Imagine um casal bem sucedido, com sólidas carreiras na área jurídica. Digamos que seus nomes sejam Márcio e Lisa. Têm em torno de 35 anos, sem filhos.
O Natal aproxima-se, o que faz ambos discutirem os presentes de um para o outro. Resolvem, emocionados, darem-se um filho. Não uma gravidez, isso faria o presente chegar próximo ao Natal seguinte. Márcio e Lisa optam por um cachorrinho.
Perto do belo apartamento com vista para o Clube Curitibano, onde moram, há uma loja. Apaixonam-se por um pequeno buldogue com cara de triste, carente de mãe e pai. Felicidade completa. Com o cão, compram bercinho, alguns ossinhos de borracha para fortalecer seus caninos, um agasalho de lã para as noites frias de Curitiba.

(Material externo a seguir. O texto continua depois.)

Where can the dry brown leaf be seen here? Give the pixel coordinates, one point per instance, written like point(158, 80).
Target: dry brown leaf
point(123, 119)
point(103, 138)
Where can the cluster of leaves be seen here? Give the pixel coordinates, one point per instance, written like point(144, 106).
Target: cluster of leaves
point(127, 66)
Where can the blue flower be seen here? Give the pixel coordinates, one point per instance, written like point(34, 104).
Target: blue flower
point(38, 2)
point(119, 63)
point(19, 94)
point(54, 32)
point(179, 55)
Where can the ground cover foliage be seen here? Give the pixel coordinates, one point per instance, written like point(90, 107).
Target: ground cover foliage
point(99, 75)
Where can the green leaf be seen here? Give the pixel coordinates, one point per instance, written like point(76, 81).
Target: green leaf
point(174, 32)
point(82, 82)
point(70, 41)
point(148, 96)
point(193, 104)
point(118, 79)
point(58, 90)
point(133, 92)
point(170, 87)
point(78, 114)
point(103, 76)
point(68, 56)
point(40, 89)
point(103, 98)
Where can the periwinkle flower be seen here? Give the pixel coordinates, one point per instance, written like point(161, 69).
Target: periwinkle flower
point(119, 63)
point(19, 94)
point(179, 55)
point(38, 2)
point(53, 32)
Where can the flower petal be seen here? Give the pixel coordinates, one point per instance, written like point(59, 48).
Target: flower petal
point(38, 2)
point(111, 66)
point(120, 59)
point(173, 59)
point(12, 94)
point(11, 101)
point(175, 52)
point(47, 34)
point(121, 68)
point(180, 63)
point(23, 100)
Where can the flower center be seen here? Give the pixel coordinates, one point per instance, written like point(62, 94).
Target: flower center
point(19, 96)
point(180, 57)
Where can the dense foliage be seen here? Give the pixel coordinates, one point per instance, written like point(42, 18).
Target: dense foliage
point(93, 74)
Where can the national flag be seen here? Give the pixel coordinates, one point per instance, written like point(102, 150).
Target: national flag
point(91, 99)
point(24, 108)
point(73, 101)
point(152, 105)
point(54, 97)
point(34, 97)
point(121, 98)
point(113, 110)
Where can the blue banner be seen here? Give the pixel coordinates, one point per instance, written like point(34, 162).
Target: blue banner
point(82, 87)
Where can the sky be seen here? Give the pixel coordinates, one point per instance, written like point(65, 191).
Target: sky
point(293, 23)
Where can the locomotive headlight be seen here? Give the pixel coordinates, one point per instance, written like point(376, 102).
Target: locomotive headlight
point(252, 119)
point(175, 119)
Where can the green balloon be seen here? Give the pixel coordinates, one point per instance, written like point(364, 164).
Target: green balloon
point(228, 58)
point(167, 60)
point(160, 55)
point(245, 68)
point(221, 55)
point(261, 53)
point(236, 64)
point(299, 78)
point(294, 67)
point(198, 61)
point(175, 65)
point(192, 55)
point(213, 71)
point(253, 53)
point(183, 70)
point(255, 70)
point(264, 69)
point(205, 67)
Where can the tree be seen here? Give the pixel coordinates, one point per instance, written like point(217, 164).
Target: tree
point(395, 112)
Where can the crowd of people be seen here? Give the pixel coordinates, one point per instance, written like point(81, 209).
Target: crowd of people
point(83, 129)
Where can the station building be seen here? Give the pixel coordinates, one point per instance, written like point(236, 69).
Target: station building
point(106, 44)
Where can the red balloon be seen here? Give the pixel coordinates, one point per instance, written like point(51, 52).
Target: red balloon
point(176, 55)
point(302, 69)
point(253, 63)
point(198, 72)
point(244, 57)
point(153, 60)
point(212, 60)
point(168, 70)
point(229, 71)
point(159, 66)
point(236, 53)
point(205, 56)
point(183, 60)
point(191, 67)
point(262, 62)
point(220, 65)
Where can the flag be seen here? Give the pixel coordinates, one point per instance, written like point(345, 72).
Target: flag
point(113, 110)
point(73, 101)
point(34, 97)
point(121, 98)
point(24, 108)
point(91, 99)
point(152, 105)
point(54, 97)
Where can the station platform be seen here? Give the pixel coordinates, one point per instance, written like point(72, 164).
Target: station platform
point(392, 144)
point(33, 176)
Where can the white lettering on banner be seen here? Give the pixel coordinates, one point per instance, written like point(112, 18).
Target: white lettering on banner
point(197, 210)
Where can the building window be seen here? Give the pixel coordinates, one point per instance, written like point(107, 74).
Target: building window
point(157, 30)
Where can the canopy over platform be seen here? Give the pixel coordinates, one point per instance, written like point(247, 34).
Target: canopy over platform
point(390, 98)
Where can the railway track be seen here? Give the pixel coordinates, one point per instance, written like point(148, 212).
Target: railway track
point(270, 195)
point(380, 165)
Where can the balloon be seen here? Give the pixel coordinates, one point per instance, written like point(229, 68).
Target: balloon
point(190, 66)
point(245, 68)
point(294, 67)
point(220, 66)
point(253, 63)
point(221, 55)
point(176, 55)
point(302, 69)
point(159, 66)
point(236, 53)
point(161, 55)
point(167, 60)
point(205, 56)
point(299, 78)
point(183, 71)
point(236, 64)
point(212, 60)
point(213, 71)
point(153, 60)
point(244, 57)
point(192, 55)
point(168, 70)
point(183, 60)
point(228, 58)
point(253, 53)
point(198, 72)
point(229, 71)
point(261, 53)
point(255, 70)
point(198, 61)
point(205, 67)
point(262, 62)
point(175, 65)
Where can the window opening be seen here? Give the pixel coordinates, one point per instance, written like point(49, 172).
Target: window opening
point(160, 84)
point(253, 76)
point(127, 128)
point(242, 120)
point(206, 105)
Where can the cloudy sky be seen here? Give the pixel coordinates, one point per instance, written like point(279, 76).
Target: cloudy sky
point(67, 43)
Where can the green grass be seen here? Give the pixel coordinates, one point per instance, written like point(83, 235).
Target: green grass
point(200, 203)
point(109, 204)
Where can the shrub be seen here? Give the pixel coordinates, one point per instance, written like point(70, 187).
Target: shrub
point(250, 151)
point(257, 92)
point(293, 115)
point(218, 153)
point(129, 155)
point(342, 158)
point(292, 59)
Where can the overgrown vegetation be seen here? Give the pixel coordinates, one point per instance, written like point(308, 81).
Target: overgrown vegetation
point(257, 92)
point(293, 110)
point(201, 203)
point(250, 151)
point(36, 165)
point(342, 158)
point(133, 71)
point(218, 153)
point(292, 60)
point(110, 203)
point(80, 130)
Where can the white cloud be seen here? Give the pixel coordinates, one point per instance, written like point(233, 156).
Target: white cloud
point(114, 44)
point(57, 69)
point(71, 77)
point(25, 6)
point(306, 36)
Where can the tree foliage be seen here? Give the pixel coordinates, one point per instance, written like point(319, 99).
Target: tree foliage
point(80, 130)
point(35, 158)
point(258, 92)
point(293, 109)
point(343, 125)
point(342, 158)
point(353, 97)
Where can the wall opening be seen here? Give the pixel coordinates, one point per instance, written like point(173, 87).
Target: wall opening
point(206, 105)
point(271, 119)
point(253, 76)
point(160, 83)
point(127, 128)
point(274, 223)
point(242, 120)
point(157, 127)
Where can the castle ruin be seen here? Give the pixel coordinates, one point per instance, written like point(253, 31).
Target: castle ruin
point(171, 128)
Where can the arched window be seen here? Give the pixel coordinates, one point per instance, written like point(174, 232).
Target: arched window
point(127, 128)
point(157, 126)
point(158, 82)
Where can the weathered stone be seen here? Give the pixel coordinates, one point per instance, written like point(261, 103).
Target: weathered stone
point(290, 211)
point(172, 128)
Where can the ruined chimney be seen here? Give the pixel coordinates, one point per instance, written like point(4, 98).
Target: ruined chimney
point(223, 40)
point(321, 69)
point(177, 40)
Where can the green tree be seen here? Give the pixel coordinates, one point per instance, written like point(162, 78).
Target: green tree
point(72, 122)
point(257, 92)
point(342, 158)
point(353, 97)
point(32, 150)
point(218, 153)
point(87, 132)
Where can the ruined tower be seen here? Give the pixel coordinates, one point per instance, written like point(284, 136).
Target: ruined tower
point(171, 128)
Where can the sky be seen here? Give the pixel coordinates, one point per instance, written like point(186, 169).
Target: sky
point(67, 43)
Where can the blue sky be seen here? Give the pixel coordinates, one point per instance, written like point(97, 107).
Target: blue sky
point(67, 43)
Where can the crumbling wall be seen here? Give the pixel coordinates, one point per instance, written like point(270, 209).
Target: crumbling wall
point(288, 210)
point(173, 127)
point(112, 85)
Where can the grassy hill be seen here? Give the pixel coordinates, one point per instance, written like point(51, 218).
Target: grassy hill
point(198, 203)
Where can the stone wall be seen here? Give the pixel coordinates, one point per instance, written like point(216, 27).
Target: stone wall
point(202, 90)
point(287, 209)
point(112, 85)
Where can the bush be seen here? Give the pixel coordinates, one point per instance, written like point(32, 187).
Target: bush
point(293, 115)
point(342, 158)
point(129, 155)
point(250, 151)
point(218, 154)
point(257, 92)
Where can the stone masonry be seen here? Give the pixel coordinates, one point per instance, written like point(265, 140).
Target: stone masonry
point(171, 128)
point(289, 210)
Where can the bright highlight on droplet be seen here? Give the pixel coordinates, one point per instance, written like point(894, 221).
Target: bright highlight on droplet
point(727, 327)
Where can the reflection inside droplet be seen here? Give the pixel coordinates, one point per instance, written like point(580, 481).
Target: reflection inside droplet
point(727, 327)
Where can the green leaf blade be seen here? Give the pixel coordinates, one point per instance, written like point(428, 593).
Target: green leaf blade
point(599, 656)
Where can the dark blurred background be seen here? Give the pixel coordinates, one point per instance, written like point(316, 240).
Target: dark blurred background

Resta batizar o rebento. São muitas as sugestões, até que Márcio propõe Acelino Freitas, já apelidado de Popó – o cãozinho tem cara de boxeador – quem sabe imaginando para seu, digamos, herdeiro, músculos suficientes para pôr a correr qualquer invasor. Ou talvez visse nele o guardião do ringue que era seu bem fornido bar. Popó seria Popó e Popó ficou.
Na primeira noite, o buldogue não deixou ninguém dormir. O casal revezou-se a cada duas horas, trocando fraldas, esquentando mamadeiras, limpando sujeirinhas aqui e ali. A epopeia repetiu-se na noite seguinte, fazendo mamãe e papai passarem o dia posterior entre bocejos e cabeçadas de sono.
Márcio precisou viajar na terceira noite: havia audiência importante a acompanhar no interior do estado. Lisa preparou-se para dormir com Popó. Ou melhor, pretendia. O cão pôs-se a ganir pela madrugada, fazendo pipi a cada minuto, vomitando a mamadeira, sujando o berço com seu cocozinho.
Mamãe Lisa não pregou olhos. Passou a noite correndo do quarto para a cozinha para a área de serviço, para o banheiro. De manhã, estava um trapo. Desesperada, pegou seu adotado filho, embarcou na vistosa SUV da família e tocou para a loja. Estava devolvendo o recém Popó. Melhor assim, enfim poderia dormir.
Ao fim da tarde, Márcio abre a porta do apartamento. Deposita a mala no chão antes de chamar:
– Popó, vem com o Papai!
Quem aparece é a mulher, de posse da notícia:
– Popó não existe mais.
Como? Morreu? Suicidou-se, aflito com a ausência do papai? Nada disso, ela explicou. Márcio não se conformou. Afinal, ele era 50% responsável pelo bichinho, tinha direito a opinar sobre o assunto. Lisa deveria ter esperado sua volta. Sim, ela estava arrependida, principalmente porque via ameaças na expressão do marido. Já se sentia abandonada, sem ao menos receber seus direitos trabalhistas.
Que fossem os dois já para a loja, recuperar o filho querido. Jamais voltariam a abandoná-lo. Márcio prometia ficar junto dele para todo o sempre, inclusive durante as audiências, nem que fosse obrigado a enfrentar o Ministério Público ou o corregedor do tribunal.
A SUV cumpre o percurso a plena velocidade. Sôfregos, invadem a loja.
– Popó, cadê você?
Decepção. Entre ganidos e latidos da bicharada, não se via o buldogue renegado. “Uma senhora, ainda pela manhã”, explicou o vendedor, “ficou apaixonada ao vê-lo”. O cachorro também. Encostou a cabecinha entre os seios da mulher e dormiu. Ela levou-o na hora”.
E onde morava esta desavergonhada ladra de cães, traficante de filhos? Ao que constava, na Avenida dos Estados. O número da casa era desconhecido.
Márcio e Lisa tocaram-se para lá, na desesperada caça agora ao ex-Popó. Iriam vasculhar a avenida.
Foi então que uma amiga do casal os encontrou. Lisa ao volante, Márcio ao lado, a janela aberta. Paravam em frente a cada uma das casas da rua. O marido gritava:
– Popó, vem com o papai. Au, au, au.
Foram dois dias de procura, antes da inevitável aceitação da derrota. E até o momento em que é escrito este relato, não há pistas do paradeiro do buldogue.
Lisa entrou em depressão. Márcio está pensando em processá-la criminalmente. Não houve troca de presentes no Natal. Assim que saírem da clínica psiquiátrica, onde passaram as festas de final de ano, vão decidir o futuro. Ambos estão abalados. O casamento mais ainda.